Loss of critical video surveillance and access control systems can create tremendous liabilities for hospitals in addition to the danger it presents for patient care. If these systems go offline, other security functions may also cease to function properly. In healthcare facilities with maternity wards, for example, a variety of access control and other electronic solutions exist to protect newborns from abduction. Should these systems go down due to a surge, newborns may suddenly be at risk, additionally creating a liability risk to the facility. If a newborn is abducted, a lack of video surveillance data around the time of the incident greatly magnifies the severity of both the catastrophe and the liability. All of this can be prevented by making sure these systems remain up and running in the event of a damaging power surge.
As more services move to the cloud and devices join the network, the risk of damaging surges migrating to other parts of a facility increases. When all devices are networked across systems, a surge could move from a surveillance camera, for example, through a digital network to a device on another system. Putting surge protection in place on these devices, and especially at locations where the network moves from outside the facility to the inside, can help prevent surges from spreading across a network and damaging or destroying multiple devices or systems.

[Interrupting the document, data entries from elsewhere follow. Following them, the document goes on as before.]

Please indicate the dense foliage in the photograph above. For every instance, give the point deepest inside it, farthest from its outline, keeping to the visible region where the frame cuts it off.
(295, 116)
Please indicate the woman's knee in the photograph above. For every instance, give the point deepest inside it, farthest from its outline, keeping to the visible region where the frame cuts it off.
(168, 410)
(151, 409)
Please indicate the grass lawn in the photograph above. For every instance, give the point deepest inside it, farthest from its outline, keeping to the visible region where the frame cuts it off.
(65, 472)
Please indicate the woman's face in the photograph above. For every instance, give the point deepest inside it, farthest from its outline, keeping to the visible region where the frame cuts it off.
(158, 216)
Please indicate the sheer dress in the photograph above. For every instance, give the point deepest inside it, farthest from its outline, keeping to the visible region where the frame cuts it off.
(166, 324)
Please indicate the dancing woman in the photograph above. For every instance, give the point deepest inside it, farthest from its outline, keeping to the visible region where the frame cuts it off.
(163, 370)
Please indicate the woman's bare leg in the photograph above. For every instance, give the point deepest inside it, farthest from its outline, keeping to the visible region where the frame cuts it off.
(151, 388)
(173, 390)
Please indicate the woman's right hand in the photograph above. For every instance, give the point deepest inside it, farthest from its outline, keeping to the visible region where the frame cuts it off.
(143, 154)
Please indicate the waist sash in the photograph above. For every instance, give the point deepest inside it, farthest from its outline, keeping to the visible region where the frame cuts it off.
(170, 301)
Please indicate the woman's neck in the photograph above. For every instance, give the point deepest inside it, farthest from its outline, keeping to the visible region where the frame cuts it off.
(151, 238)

Healthcare facilities need to be able to keep all of their systems up and running. Protecting video surveillance and access control from damaging power events with surge protection can help to protect a facility, its employees and its patients.
There is no such thing as a facility or organization that is free from the risk of power surges or lightning strikes. Sudden, severe voltage surges like those from lightning can cause almost immediate and total failure of security equipment. However, even small power voltage surges can deteriorate sensitive circuitry over an extended period of time.
For every type of organization, whether it’s a sports stadium, warehouse, hospital, convenience store or a data center, the cost of surge protection for essential security systems is an intelligent investment that delivers tangible ROI by protecting from power surges and lightning strikes and avoiding costly downtime. Incorporating surge protection into a facility is easy and affordable, and is the best way to ensure that security equipment is safe.